The life and struggles of late anti-Apartheid icon Nomzamo Winifred Madikizela – Mandela came alive at AUN at a memorial service in her honor on April 12.
Winnie, the ex-wife of the late President of South Africa Nelson Mandela, died on April 2, age 81.
AUN’s International Students Association in collaboration with the South African members organized the evening of solidarity songs, tribute, poems, and personal recollections.
South African students – Jeremiah Sello Mafokoane, Ntuthuko Buthelezi, Kebone Mofokeng and Alex Gekpe - took turns to deliver stirring eulogies in honor of the ‘Mother of the Nation.’
ICP major, Alex Gekpe, told how his mom once described Winnie Mandela: "My mum painted a picture of Winnie as a woman who breathes out fire, “a brave, courageous and assertive person who had this unique multi-generational reach in Africa and beyond."
Another ICP major, Luyand Khanyile, said that Winnie was a revolutionist for the right of women in general. She didn't die; she multiplied because I am Winnie Mandela."
Petroleum Chemistry major Ms. Kebone Mofokeng, recited a poem for Winnie, from the work of Vangile Gantsho.
Paying his respects, the Provost and VP of Academic Affairs, Professor Muhammadou Kah, described Winnie as a formidable and phenomenal heroine, whose commitment, contributions, leadership and centrality to the resistance to Apartheid is second to none.
Provost Kah eulogized Winnie who he said represented the Peoples of South Africa to her death, spoke up against injustice regardless of who was in power; a brave, driven, courageous and selfless woman, who stood firmly and said No to oppression.
“We all grew up seeing her as a symbol of hope, selflessness, courage, strength, passion, enthusiasm, dignity, with a huge capacity for leadership and a relentless quest and commitment for freedom for her peoples.

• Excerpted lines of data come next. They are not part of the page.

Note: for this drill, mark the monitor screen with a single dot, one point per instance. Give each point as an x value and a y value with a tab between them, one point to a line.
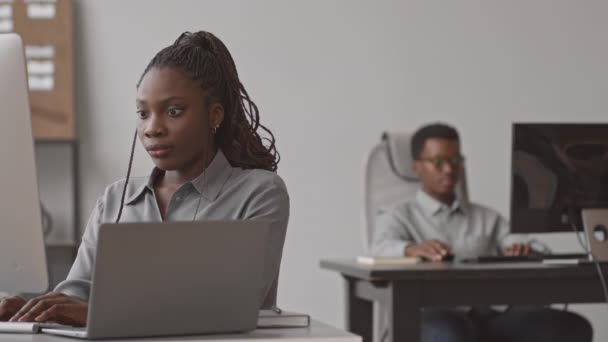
556	170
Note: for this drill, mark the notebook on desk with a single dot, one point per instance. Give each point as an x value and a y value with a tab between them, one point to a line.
172	283
277	318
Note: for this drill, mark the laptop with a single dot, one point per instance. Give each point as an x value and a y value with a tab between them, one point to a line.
595	222
175	278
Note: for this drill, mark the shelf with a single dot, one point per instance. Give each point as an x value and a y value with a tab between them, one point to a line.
60	244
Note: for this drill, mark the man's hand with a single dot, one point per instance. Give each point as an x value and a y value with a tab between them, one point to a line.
433	250
518	249
55	307
9	307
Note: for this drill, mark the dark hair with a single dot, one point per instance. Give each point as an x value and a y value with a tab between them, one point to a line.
436	130
202	57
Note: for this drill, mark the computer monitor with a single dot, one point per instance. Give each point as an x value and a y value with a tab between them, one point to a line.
22	254
557	170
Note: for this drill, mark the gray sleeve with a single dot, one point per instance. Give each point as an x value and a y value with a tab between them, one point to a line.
78	281
390	236
272	204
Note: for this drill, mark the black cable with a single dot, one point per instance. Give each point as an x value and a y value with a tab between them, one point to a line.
124	189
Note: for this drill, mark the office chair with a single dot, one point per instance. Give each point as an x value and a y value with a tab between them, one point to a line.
389	178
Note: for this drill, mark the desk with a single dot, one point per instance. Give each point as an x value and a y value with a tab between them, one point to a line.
316	332
404	290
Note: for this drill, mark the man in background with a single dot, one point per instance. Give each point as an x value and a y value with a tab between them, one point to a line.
436	225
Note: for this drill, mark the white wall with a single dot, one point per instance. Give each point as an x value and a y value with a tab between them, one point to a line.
330	76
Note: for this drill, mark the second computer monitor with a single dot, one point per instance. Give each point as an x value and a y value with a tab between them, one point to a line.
22	256
557	170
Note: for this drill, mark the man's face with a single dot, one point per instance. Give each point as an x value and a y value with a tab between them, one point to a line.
439	168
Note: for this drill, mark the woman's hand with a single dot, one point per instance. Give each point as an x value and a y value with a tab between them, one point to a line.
54	307
9	307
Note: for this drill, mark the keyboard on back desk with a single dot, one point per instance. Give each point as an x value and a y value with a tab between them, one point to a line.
488	259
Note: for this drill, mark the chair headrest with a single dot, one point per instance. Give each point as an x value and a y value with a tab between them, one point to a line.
400	154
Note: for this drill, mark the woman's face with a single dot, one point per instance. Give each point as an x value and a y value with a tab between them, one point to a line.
172	121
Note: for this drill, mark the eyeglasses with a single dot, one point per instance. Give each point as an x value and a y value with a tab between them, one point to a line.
439	162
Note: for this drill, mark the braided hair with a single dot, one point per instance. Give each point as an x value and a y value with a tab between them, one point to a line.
203	58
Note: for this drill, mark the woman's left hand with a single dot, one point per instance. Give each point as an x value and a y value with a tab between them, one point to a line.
54	307
518	249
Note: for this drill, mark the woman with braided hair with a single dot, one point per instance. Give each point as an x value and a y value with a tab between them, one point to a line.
203	133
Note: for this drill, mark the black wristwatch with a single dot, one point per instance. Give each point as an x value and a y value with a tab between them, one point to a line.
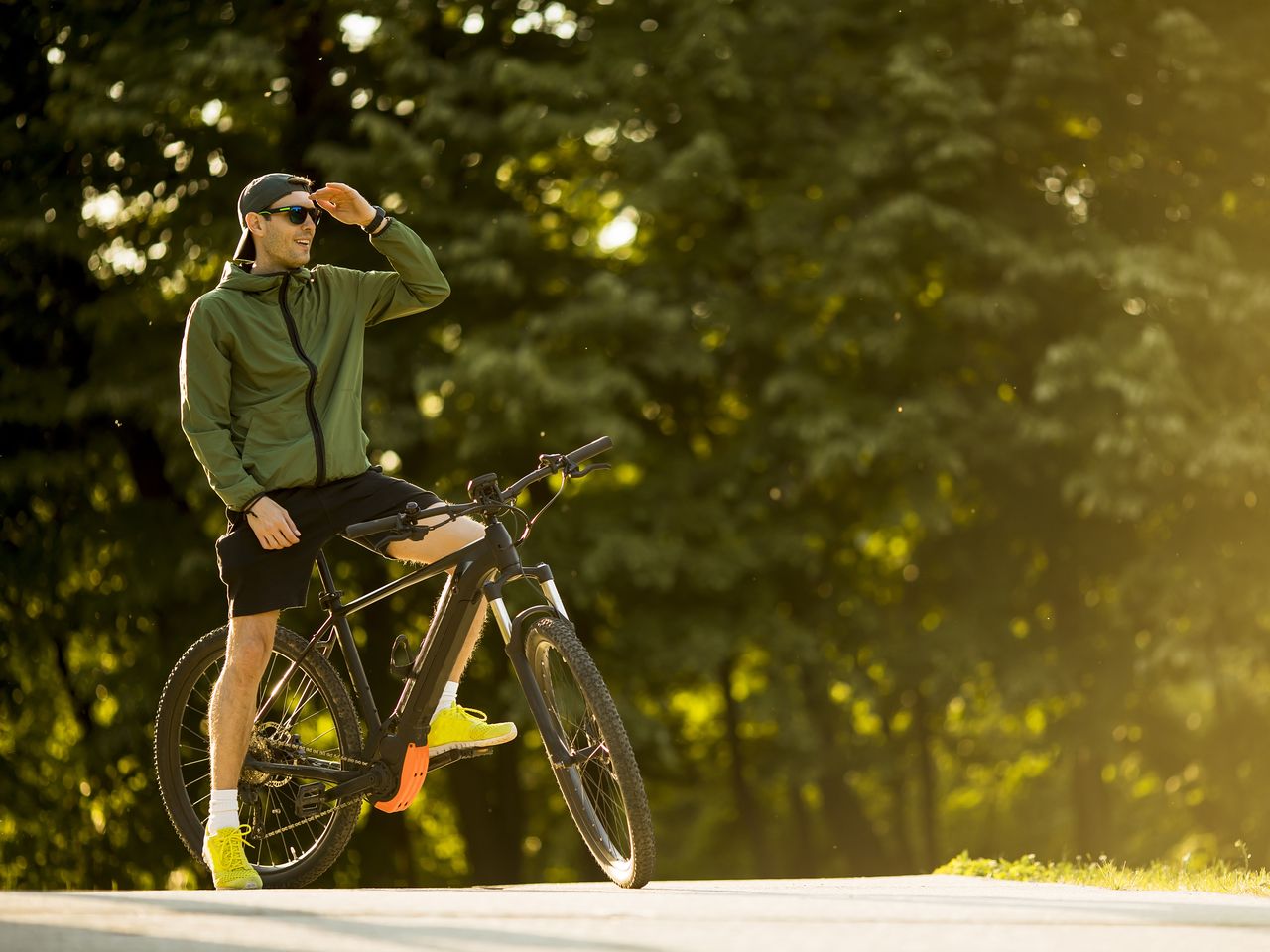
376	221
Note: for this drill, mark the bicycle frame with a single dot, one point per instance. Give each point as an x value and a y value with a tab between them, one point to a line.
477	575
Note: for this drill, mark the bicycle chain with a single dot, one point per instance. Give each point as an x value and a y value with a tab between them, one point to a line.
302	751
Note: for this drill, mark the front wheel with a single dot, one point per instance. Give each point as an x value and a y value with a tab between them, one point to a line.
601	785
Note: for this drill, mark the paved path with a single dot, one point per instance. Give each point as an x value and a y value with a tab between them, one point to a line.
893	914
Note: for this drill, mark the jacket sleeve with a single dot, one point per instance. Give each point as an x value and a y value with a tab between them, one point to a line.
204	411
414	285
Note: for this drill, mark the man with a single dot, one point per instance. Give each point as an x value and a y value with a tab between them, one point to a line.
271	400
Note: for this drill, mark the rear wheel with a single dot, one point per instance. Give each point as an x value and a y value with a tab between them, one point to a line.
310	719
601	785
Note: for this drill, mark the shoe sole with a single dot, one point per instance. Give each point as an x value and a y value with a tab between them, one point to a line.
467	744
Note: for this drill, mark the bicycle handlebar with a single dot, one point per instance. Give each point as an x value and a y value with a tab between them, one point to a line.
548	465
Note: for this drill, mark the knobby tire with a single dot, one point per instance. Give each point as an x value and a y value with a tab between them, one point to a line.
604	793
182	757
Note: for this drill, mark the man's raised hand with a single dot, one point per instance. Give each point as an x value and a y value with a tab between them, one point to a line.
343	203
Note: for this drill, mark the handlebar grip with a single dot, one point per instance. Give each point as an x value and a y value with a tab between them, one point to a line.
588	451
367	529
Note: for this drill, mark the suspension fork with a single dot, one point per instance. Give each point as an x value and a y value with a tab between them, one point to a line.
513	638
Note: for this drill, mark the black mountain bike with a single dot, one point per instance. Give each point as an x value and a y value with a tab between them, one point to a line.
317	751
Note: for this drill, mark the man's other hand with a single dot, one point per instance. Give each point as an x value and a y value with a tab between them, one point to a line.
343	203
272	525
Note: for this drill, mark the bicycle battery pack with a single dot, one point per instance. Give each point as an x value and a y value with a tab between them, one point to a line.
414	769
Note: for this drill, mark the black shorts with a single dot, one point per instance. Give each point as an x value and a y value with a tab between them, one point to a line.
262	580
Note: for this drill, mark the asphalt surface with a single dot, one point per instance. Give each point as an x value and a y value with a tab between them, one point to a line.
894	914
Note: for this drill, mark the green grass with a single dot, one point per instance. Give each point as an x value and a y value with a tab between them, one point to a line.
1218	876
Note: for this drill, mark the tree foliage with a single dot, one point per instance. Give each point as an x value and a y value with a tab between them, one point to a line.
931	340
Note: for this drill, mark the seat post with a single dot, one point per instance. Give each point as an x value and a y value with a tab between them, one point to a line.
329	593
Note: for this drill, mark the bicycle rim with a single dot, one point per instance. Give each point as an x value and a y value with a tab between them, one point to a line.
303	712
593	787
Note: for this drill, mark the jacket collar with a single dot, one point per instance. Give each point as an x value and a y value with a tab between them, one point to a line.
236	277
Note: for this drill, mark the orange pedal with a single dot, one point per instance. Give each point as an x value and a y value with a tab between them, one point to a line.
414	769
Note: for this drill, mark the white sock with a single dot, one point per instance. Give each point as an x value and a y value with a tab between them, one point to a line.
223	810
449	696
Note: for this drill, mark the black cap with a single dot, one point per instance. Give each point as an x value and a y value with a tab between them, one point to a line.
259	194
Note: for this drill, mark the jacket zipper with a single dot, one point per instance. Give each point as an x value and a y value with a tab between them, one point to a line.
314	422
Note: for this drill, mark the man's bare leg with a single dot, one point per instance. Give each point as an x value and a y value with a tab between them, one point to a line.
452	725
232	707
440	542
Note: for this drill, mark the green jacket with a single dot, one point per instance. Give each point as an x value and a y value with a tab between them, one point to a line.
271	367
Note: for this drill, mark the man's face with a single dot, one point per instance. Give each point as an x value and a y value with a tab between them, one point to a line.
278	243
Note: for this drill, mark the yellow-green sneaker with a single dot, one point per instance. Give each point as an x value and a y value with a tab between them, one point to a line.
222	852
458	726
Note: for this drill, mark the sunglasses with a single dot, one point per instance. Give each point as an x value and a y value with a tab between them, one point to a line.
296	213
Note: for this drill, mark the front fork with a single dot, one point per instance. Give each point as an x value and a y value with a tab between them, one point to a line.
513	638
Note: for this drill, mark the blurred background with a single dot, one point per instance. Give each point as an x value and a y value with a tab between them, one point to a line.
934	339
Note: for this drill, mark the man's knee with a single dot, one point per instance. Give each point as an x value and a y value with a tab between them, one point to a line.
252	640
444	539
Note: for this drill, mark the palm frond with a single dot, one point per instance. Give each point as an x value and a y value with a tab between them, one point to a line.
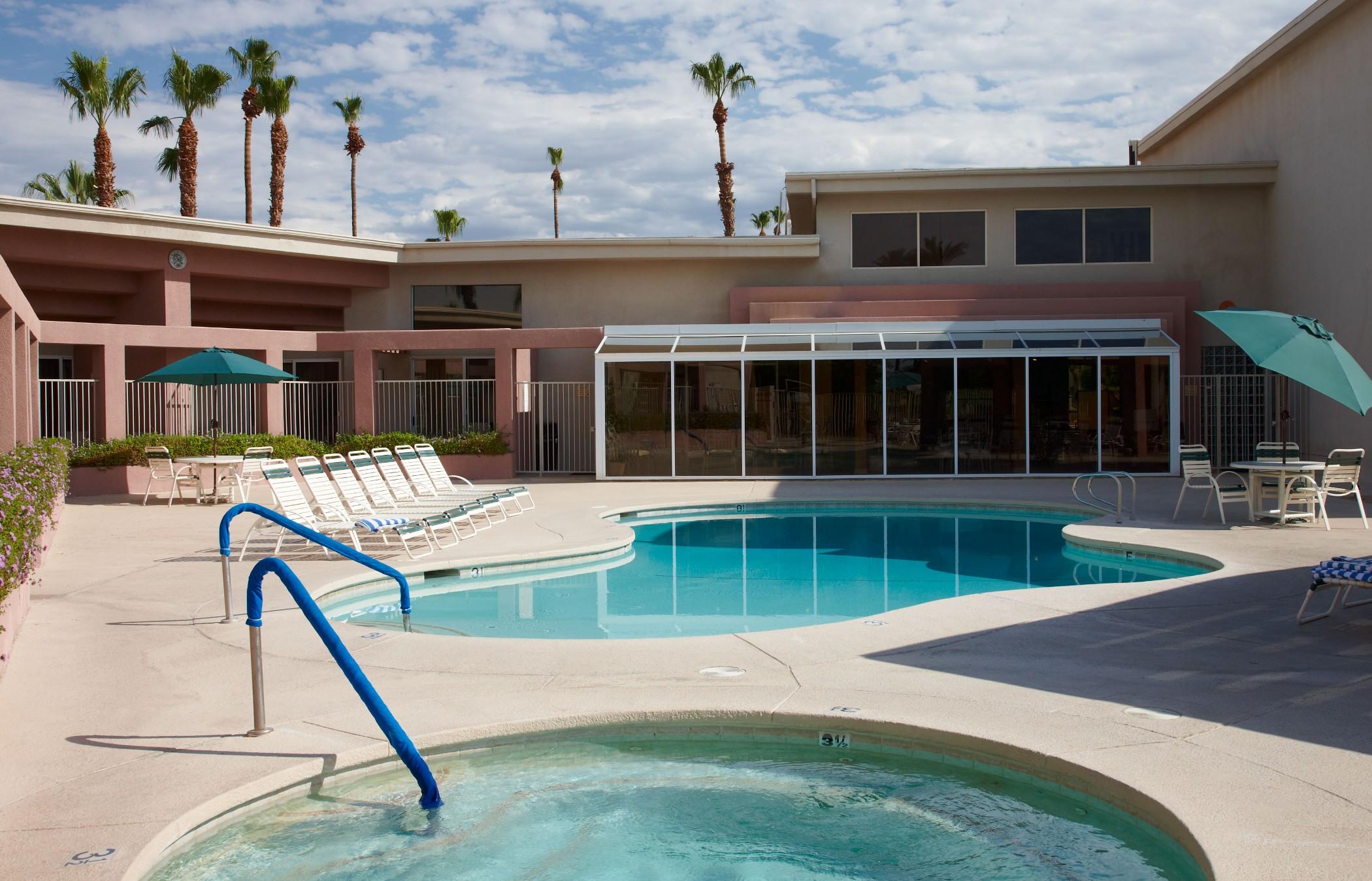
169	163
162	125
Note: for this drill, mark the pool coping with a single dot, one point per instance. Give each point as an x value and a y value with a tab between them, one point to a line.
874	736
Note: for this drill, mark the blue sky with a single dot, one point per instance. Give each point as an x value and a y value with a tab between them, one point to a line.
464	97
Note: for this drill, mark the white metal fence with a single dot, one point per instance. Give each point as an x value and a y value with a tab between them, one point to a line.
1232	414
180	409
318	410
66	409
438	408
555	427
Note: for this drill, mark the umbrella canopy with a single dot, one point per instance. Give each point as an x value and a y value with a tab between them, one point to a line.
1297	348
217	367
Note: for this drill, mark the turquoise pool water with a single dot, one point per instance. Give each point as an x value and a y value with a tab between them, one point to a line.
688	810
760	570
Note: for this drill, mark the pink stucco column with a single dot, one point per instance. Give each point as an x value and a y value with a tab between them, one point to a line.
364	386
7	382
108	371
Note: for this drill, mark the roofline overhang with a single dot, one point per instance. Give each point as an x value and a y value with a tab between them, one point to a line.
1296	32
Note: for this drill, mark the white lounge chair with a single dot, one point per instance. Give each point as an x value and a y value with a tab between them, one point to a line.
445	482
1341	574
1197	475
1342	471
291	503
161	469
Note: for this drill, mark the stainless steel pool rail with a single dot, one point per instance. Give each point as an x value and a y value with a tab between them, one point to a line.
400	741
319	539
1103	504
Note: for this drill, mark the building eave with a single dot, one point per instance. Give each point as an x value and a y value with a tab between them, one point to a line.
1296	32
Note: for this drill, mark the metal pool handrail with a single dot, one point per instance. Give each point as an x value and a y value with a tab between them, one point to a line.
1095	501
319	539
400	741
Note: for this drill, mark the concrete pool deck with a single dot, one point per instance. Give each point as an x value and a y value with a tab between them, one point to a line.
125	703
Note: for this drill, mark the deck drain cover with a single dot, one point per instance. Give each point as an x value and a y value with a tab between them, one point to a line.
1153	712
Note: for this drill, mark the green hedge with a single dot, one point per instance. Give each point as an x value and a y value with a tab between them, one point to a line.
129	450
32	480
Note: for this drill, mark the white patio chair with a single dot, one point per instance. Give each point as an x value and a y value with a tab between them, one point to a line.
1342	470
1197	475
291	503
161	469
445	482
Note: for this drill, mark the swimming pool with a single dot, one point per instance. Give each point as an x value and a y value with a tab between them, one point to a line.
760	569
664	808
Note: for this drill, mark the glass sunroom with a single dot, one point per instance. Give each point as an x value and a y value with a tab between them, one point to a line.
973	398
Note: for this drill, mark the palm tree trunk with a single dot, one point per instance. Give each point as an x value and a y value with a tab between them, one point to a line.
103	169
726	172
248	169
279	142
187	141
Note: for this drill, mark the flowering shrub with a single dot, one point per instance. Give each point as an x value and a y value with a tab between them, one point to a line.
129	450
32	480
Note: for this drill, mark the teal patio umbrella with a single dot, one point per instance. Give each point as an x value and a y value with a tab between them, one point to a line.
1297	348
217	367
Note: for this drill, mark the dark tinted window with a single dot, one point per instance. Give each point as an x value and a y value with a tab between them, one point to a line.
953	239
1119	235
1053	237
448	307
885	241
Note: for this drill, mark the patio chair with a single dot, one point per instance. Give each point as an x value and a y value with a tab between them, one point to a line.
1342	574
1271	452
1197	475
161	469
291	503
1342	470
445	482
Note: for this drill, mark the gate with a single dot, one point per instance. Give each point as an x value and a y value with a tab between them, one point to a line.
555	429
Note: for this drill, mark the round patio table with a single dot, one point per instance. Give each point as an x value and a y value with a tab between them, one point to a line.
227	463
1283	473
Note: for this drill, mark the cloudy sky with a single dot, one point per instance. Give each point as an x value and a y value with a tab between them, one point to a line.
463	97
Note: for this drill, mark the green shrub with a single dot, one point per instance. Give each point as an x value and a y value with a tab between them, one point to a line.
32	480
129	450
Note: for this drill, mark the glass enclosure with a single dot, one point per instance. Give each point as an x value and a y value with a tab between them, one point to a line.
892	400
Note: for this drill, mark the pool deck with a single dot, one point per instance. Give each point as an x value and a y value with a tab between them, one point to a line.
124	706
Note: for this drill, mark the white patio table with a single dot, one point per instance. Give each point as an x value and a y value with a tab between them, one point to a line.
1283	473
223	463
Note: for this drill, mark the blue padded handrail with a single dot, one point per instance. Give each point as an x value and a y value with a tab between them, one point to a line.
278	518
400	741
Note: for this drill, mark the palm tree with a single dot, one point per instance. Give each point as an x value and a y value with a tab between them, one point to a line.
449	223
194	90
73	184
351	108
276	102
717	80
555	156
254	62
93	93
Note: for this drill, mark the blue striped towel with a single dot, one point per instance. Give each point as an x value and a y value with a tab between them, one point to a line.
376	525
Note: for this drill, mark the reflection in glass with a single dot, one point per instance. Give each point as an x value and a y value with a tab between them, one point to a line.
637	420
885	241
778	419
1062	415
1053	237
953	238
708	420
920	416
1136	419
991	416
848	418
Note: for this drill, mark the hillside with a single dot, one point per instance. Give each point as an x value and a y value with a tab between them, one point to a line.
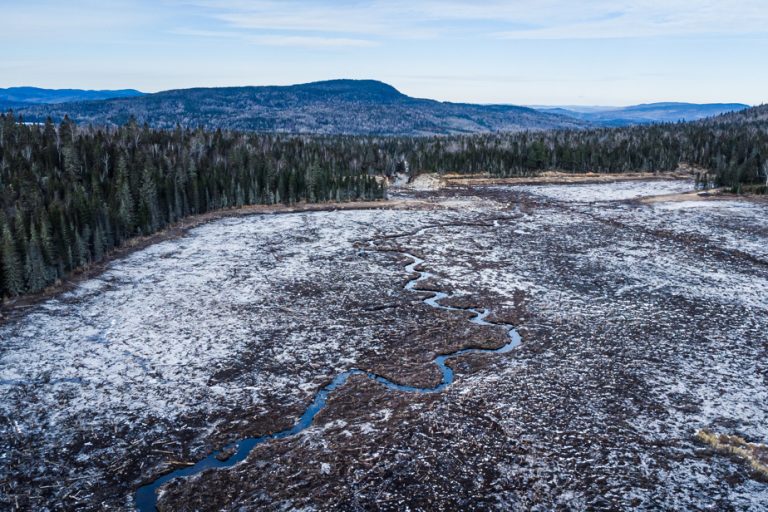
19	96
334	107
647	113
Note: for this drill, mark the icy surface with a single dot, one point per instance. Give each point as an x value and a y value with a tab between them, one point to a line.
640	323
597	192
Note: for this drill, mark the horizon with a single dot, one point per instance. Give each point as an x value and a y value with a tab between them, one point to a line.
536	106
550	53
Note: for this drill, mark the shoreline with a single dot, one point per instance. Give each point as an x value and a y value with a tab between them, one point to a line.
11	308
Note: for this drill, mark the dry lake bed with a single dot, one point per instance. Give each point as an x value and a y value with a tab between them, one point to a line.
640	324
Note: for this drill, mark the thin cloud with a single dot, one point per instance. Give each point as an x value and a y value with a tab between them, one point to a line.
510	19
312	42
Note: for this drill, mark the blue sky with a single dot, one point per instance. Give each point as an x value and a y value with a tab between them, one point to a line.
590	52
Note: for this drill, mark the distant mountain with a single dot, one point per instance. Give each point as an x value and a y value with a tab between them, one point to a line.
645	114
757	114
357	107
15	96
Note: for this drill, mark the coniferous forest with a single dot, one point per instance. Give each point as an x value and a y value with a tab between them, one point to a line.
69	194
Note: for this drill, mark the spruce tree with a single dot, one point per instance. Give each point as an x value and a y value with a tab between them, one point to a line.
12	274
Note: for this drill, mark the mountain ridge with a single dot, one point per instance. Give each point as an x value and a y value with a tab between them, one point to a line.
37	95
334	107
646	113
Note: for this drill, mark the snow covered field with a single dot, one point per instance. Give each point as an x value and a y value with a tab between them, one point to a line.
640	324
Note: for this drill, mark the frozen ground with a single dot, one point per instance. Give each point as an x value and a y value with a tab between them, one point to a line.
598	192
640	323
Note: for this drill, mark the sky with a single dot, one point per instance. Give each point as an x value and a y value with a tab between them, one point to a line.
543	52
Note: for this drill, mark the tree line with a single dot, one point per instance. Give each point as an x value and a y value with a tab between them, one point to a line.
731	151
69	194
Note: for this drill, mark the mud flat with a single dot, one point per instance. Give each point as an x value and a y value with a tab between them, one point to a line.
642	323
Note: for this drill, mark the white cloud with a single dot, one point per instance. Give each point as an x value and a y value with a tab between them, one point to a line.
518	19
311	42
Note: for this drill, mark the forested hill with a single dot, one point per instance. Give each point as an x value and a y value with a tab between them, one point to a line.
69	195
25	96
352	107
647	113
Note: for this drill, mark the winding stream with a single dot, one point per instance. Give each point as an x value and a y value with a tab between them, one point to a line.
146	496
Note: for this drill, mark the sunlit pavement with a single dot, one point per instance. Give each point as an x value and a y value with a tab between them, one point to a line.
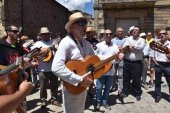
131	105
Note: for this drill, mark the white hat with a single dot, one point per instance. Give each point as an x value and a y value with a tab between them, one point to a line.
73	18
90	29
142	34
44	30
131	28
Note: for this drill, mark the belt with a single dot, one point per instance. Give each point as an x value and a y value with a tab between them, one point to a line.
145	56
164	63
126	60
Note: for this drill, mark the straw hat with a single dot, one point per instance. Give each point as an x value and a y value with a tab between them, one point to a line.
102	31
24	37
73	18
142	34
131	28
44	30
90	29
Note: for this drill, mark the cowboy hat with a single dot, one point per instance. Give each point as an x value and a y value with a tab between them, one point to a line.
90	29
142	34
44	30
73	18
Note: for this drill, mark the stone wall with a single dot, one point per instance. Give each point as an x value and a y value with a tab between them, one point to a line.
31	15
152	14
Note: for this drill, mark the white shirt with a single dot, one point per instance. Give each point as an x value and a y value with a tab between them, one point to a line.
138	44
104	51
69	50
160	57
43	66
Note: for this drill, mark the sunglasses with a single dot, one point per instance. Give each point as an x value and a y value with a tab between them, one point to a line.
45	34
108	34
81	22
162	33
14	31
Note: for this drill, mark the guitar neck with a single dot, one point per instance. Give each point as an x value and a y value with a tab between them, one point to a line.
8	69
104	62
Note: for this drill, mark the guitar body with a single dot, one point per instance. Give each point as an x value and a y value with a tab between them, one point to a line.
80	68
49	56
107	67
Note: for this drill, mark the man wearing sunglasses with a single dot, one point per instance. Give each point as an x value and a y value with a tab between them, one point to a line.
9	52
106	49
44	68
132	67
162	64
73	47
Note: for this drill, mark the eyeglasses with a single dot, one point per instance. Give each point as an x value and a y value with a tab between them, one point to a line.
14	31
162	33
81	22
45	34
108	34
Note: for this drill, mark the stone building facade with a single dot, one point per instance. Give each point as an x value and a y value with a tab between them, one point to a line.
147	14
31	15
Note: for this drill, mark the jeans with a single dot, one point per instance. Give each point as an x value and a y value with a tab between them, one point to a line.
145	64
159	70
132	70
119	72
107	81
44	78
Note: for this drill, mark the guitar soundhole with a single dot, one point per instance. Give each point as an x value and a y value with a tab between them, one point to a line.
75	71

“She never claimed to be perfect in her approach and tactics to activism and demands for the human rights of her peoples, especially when the heat was up and intense, and within the context of the brutality of the apartheid regime. She stood firm to the end! Indeed, her spirit lives on, and through you, she multiplies”.
Other dignitaries who spoke are the VP of Students Life Bullock Byron, who narrated a memorable encounter with the late activist in her hometown of Soweto and Mr. Byron’s native United States; chair of English and Literature department, Dr. Agatha Ukata described Winnie as “an Amazon of hope, a voice for women and change agent."